In many cases where the ratio of two random variables is computed, the denominator is not normal. People often use a normal distribution to approximate this non-normally distributed random variable because
normal distributions are usually so easy to work with,
usually have such nice mathematical properties,
the normal assumption appears to be more or less correct, and
the real distribution is a bear.
Suppose you are dividing by distance. Distance is semi-positive definite by definition, and is often positive definite as a random variable. So right off the bat distance can never be normally distributed. Nonetheless, people often assume a normal distribution for distance in cases where the mean is much, much larger than the standard deviation. When this normal assumption is made you need to protect against those non-real values. One simple solution is a truncated normal.
If you want to preserve normal distribution you have to either exclude 0 or assign 0 to a new previously non-occurring value. Since the second is most likely not possible in the finite ranges of computer science the first is our only option.
A function (f(x+h)-f(x))/h has a limit as h->0 and therefore if you encounter h==0 you should use that limit. The limit would be f'(x) so if you know the derivative you can use it.
If what you are actually doing is creating number of discrete points though that approximate a normal distribution, and this is good enough for your distribution, create it in a way that none of them will actually have the value 0.
Depending on what you're trying to compute, perhaps something like this would work:
double h = r();
double a;
if (h != 0)
a = ( f(x+h) - f(x) ) / h;
else
a = 0;
If f is a linear function, this should (I think?) remain continuous at h = 0.
You might also want to instead consider trapping division-by-zero exceptions to avoid the cost of the branch. Note that this may or may not have a detrimental effect on performance - benchmark both ways!
On Linux, you will need to build the file that contains your potential division by zero with -fnon-call-exceptions, and install a SIGFPE handler:
struct fp_exception { };
void sigfpe(int) {
signal(SIGFPE, sigfpe);
throw fp_exception();
}
void setup() {
signal(SIGFPE, sigfpe);
}
// Later...
try {
run_one_monte_carlo_trial();
} catch (fp_exception &) {
// skip this trial
}
On Windows, use SEH:
__try
{
run_one_monte_carlo_trial();
}
__except(GetExceptionCode() == EXCEPTION_INT_DIVIDE_BY_ZERO ?

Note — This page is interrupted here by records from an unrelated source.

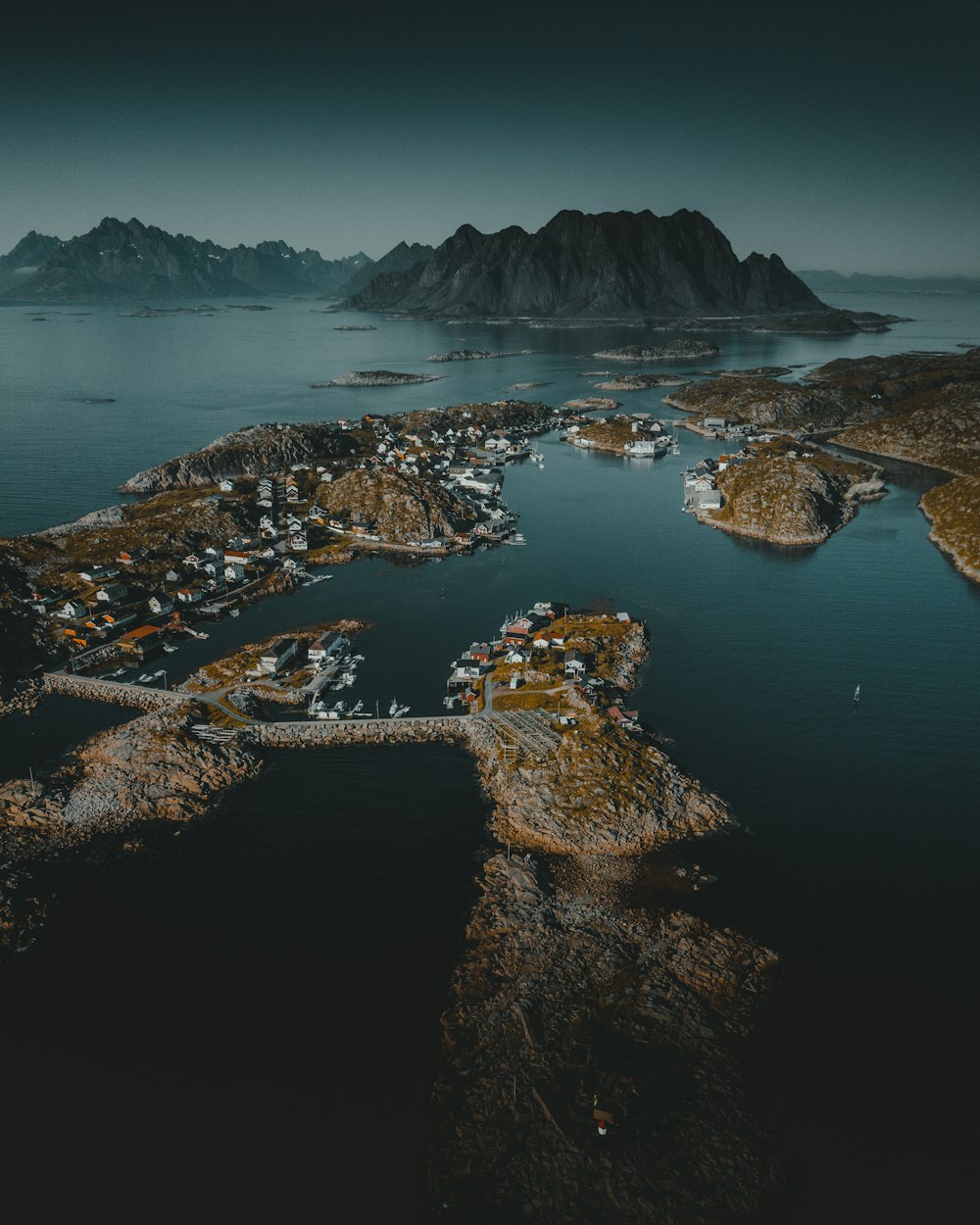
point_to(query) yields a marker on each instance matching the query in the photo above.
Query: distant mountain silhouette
(18, 265)
(400, 259)
(119, 260)
(613, 265)
(824, 282)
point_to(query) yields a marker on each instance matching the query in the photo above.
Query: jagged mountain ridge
(593, 265)
(119, 260)
(24, 259)
(401, 259)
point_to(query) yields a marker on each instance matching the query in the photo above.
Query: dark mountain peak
(119, 260)
(612, 264)
(32, 250)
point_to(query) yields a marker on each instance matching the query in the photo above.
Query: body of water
(863, 827)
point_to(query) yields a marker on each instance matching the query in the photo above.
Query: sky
(837, 137)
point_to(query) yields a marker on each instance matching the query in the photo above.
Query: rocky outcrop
(789, 498)
(603, 265)
(601, 793)
(119, 260)
(593, 405)
(954, 510)
(767, 403)
(111, 691)
(400, 509)
(151, 768)
(255, 450)
(566, 1003)
(642, 382)
(664, 353)
(376, 378)
(474, 356)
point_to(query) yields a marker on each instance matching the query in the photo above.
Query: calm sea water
(865, 837)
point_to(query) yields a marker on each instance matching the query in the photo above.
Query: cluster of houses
(651, 437)
(319, 653)
(523, 638)
(720, 427)
(466, 461)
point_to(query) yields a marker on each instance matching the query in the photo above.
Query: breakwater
(112, 691)
(366, 731)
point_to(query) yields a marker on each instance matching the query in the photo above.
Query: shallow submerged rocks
(566, 1001)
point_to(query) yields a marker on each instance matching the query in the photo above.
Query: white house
(275, 656)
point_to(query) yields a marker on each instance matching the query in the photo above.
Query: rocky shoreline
(566, 1003)
(568, 998)
(376, 378)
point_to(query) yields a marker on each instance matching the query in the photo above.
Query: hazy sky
(838, 140)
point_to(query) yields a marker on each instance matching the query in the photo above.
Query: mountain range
(592, 265)
(824, 282)
(122, 260)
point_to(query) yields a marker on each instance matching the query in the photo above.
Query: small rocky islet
(916, 407)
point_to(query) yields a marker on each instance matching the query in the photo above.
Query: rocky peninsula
(916, 407)
(618, 435)
(789, 496)
(574, 1001)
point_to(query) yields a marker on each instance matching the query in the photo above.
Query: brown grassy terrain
(954, 510)
(787, 499)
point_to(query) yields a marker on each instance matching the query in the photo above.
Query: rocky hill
(677, 349)
(954, 510)
(792, 498)
(403, 509)
(609, 265)
(767, 403)
(122, 260)
(256, 450)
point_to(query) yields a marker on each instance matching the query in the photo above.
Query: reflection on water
(860, 867)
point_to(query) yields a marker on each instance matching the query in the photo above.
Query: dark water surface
(244, 1027)
(211, 999)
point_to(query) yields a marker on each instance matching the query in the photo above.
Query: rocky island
(788, 496)
(622, 436)
(376, 378)
(576, 1004)
(916, 407)
(679, 349)
(475, 356)
(642, 382)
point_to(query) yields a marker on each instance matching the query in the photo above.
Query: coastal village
(422, 489)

EXCEPTION_EXECUTE_HANDLER : EXCEPTION_CONTINUE_SEARCH)
{
// skip this trial
}
This has the advantage of potentially having less effect on the fast path. There is no branch, although there may be some adjustment of exception handler records. On Linux, there may be a small performance hit due to the compiler generating more conservative code for for -fnon-call-exceptions. This is less likely to be a problem if the code compiled under -fnon-call-exceptions does not allocate any automatic (stack) C++ objects. It's also worth noting that this makes the case in which division by zero does happen VERY expensive.